Nightly News | September 06, 2010
KATE SNOW, anchor: As this Labor Day weekend winds down, a lot of families, including my own, are planning for their kids to go back to school, and some teachers are very happy to be heading back there as well. Ten billion dollars in federal funding aimed at reversing teacher layoffs has allowed many who had been laid off to go back to work. But state budgets across the country are still a mess and that is giving everyone a painful lesson in basic math. Here's NBC 's Michelle Kosinski .
MICHELLE KOSINSKI reporting: In Broward County , Florida , music teacher Marcos Rodriguez , an Army veteran who loves this job...
Mr. MARCOS RODRIGUEZ: It's, I mean, it's unlimited creativity.
KOSINSKI: ...found himself laid off in June. Then just before classes started this year was told he could come back at a different school. He's been laid off twice now in two years.
Mr. RODRIGUEZ: It's emotional.
KOSINSKI: More than 500 teachers here were on that same roller coaster, fired, then re-hired.
Ms. MERYN LECLAIR (Hollywood Hills Elementary School Teacher): It was just like this weight off my shoulders.
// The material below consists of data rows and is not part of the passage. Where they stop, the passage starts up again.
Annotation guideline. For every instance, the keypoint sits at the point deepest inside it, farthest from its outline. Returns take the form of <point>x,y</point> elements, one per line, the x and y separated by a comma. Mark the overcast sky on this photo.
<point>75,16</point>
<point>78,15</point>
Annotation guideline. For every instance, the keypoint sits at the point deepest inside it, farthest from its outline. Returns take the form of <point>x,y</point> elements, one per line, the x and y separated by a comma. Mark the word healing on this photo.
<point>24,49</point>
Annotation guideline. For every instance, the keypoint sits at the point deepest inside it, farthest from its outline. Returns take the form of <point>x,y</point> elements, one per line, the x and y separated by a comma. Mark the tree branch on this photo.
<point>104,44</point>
KOSINSKI: That they and an estimate 160,000 teachers around the country may be working at all this year is thanks in large part to a sudden $10 billion rescue from Congress that schools have until next September to spend.
Mr. LORI GRANGE (Pew Center on the States Deputy Director): This latest federal aid definitely gives states some breathing room, but it's hardly a magic bullet for states ' long-term budgeting problems.
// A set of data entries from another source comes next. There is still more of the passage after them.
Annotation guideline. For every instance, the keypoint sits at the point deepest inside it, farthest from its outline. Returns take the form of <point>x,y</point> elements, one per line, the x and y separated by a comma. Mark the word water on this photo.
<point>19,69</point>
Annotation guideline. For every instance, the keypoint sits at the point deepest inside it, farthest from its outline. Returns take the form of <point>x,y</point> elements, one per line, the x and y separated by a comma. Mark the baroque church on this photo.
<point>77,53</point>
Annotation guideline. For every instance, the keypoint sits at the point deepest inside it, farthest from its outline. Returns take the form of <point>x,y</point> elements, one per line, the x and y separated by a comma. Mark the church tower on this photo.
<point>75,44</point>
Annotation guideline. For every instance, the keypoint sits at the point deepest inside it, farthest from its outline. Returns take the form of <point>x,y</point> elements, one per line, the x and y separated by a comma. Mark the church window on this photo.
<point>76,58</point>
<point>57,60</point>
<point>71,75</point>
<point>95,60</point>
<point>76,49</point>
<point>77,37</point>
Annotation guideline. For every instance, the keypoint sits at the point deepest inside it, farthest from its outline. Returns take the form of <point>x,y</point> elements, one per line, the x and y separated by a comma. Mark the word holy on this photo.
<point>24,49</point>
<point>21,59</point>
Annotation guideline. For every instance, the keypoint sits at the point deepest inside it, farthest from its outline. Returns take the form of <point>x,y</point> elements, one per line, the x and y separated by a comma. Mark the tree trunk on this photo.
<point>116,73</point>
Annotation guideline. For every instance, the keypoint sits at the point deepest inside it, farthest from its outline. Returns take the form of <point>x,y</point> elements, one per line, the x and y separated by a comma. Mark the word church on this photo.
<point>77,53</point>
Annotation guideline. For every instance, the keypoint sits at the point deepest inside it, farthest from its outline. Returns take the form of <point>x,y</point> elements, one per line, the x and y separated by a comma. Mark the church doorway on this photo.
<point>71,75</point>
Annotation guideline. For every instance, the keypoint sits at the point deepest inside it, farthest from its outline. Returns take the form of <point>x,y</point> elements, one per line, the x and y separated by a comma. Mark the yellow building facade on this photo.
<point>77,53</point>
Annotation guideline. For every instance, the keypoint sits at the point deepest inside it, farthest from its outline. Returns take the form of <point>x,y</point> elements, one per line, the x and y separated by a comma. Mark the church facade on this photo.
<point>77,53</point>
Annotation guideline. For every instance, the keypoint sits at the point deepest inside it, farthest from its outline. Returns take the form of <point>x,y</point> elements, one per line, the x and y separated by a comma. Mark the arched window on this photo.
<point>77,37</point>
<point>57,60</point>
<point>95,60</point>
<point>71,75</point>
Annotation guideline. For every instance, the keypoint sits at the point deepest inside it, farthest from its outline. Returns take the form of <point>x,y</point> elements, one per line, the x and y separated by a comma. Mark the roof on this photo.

KOSINSKI: In California alone it's expected to save more than 16,000 jobs. Though many districts, like LA , feel they ought to save it for huge shortfalls next year. Chicago wants to hire back teachers, but will likely have to lay them off again in nine months. Texas might refuse the money all together. Still, Broward County will take it.
Mr. JAMES NOTTER (Broward County Public Schools Superintendent): It is one more year, but it's better than no more years.
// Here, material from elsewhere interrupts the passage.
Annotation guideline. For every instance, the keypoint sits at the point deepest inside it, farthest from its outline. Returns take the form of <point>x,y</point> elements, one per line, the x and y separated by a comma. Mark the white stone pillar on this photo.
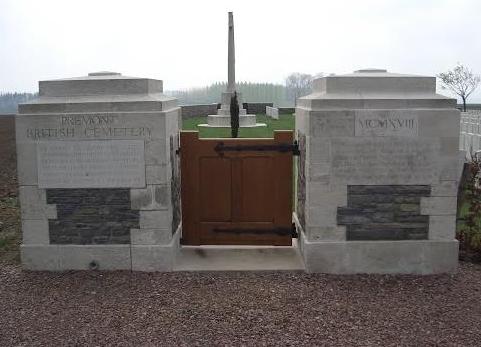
<point>378,175</point>
<point>98,174</point>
KOSINSKI: Looming next year for many, even bigger cuts. Electives have been slashed, which is why Beth Aronson , voted Best Teacher in Town , won't get her job back.
Ms. BETH ARONSON: You put your heart and soul into this, into loving these kids, into doing what you know best, and then it's like somebody just pulls the rug under you without warning.
KOSINSKI: Marcos got another chance but knows he might be laid off again.
Mr. RODRIGUEZ: I'm terrified, enough to make me want to quit doing this job.
KOSINSKI: Now, though, he will give his students and his passion another year. Michelle Kosinski , NBC News, Broward County , Florida.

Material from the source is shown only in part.